I saw Michael Moore's film on the American health care crisis tonight at a New York City multiplex. It's a strange experience to go out for an evening's entertainment only to view a piece of agitprop that indicts in the strongest moral terms where we're going as a society--hospitals dumping indigent, disoriented senior citizens on Skid Row, babies dying after they're turned away from a hospital their insurance doesn't cover, a hardworking middle aged couple that loses their house because of medical bills. You cry, you shake your head, but what does it all mean? A blockbuster for the Weinstein brothers. Democratic proposals for health care don't come close to the free universal coverage in the rest of the Western world that Moore touts as superior to our system (OECD statistics agree.) How are we going to get from there to here? Not (just) by watching a movie.
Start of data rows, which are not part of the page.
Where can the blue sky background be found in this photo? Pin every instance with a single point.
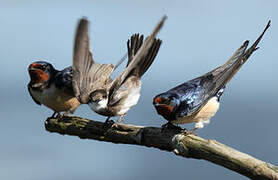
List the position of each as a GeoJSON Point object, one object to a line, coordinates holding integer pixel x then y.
{"type": "Point", "coordinates": [197, 37]}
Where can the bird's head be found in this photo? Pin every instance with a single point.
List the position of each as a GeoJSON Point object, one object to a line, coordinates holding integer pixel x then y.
{"type": "Point", "coordinates": [98, 95]}
{"type": "Point", "coordinates": [166, 104]}
{"type": "Point", "coordinates": [40, 73]}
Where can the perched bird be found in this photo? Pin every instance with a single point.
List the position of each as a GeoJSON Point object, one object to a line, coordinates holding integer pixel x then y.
{"type": "Point", "coordinates": [52, 88]}
{"type": "Point", "coordinates": [112, 98]}
{"type": "Point", "coordinates": [198, 99]}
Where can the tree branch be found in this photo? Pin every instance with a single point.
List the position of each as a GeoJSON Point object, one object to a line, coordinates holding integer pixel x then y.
{"type": "Point", "coordinates": [189, 146]}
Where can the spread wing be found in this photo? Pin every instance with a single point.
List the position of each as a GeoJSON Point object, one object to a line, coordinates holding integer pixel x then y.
{"type": "Point", "coordinates": [141, 57]}
{"type": "Point", "coordinates": [197, 92]}
{"type": "Point", "coordinates": [87, 74]}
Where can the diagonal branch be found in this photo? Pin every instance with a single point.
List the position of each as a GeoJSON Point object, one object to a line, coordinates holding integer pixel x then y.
{"type": "Point", "coordinates": [189, 146]}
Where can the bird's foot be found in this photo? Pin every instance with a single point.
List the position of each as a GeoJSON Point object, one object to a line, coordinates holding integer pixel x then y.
{"type": "Point", "coordinates": [170, 126]}
{"type": "Point", "coordinates": [120, 120]}
{"type": "Point", "coordinates": [108, 123]}
{"type": "Point", "coordinates": [192, 131]}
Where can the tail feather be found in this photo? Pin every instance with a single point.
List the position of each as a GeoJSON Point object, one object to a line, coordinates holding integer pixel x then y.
{"type": "Point", "coordinates": [150, 57]}
{"type": "Point", "coordinates": [133, 45]}
{"type": "Point", "coordinates": [226, 72]}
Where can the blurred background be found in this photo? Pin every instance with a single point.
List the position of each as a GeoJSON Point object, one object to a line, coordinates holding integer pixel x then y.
{"type": "Point", "coordinates": [197, 37]}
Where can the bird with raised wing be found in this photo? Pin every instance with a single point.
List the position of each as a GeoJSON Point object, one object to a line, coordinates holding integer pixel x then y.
{"type": "Point", "coordinates": [114, 98]}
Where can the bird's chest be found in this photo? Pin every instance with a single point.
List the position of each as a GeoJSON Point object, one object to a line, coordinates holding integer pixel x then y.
{"type": "Point", "coordinates": [100, 107]}
{"type": "Point", "coordinates": [128, 101]}
{"type": "Point", "coordinates": [204, 114]}
{"type": "Point", "coordinates": [55, 98]}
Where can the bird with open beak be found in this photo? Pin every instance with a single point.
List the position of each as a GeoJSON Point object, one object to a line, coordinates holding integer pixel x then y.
{"type": "Point", "coordinates": [197, 100]}
{"type": "Point", "coordinates": [54, 88]}
{"type": "Point", "coordinates": [113, 97]}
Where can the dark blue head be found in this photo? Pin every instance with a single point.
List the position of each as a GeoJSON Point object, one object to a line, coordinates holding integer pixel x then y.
{"type": "Point", "coordinates": [166, 104]}
{"type": "Point", "coordinates": [40, 73]}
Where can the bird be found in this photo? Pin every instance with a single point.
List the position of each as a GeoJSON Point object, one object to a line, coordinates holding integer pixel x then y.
{"type": "Point", "coordinates": [113, 97]}
{"type": "Point", "coordinates": [52, 88]}
{"type": "Point", "coordinates": [197, 100]}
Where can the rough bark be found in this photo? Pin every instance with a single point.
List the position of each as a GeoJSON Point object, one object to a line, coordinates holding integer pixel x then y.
{"type": "Point", "coordinates": [185, 145]}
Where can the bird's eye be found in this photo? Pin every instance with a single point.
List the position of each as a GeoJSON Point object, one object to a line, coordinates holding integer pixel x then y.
{"type": "Point", "coordinates": [43, 67]}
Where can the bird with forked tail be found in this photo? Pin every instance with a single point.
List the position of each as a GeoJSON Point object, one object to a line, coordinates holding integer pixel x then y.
{"type": "Point", "coordinates": [114, 98]}
{"type": "Point", "coordinates": [54, 88]}
{"type": "Point", "coordinates": [198, 99]}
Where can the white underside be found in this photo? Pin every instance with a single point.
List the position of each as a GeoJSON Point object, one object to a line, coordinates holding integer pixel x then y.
{"type": "Point", "coordinates": [55, 99]}
{"type": "Point", "coordinates": [131, 100]}
{"type": "Point", "coordinates": [203, 116]}
{"type": "Point", "coordinates": [99, 106]}
{"type": "Point", "coordinates": [126, 103]}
Moore also mentions student loans several times as part of a complex of debt and lack of security that makes average Americans into worried workers desperate to keep their jobs under any circumstances, loath to protest either the government or working conditions. He features an elderly, distinguished British Labor Party politician who speaks eloquently about how debt keeps people afraid and demoralized.
On the other hand, looking at the reforms currently on the table for student loans gives me hope. Political consensus can change lightning fast and I can and do hope for the system to be set on the right path and improved considerably in the next Presidential term. I think Sicko could be good just because it forces even the most chauvinist to admit that America doesn't do everything better than everyone else.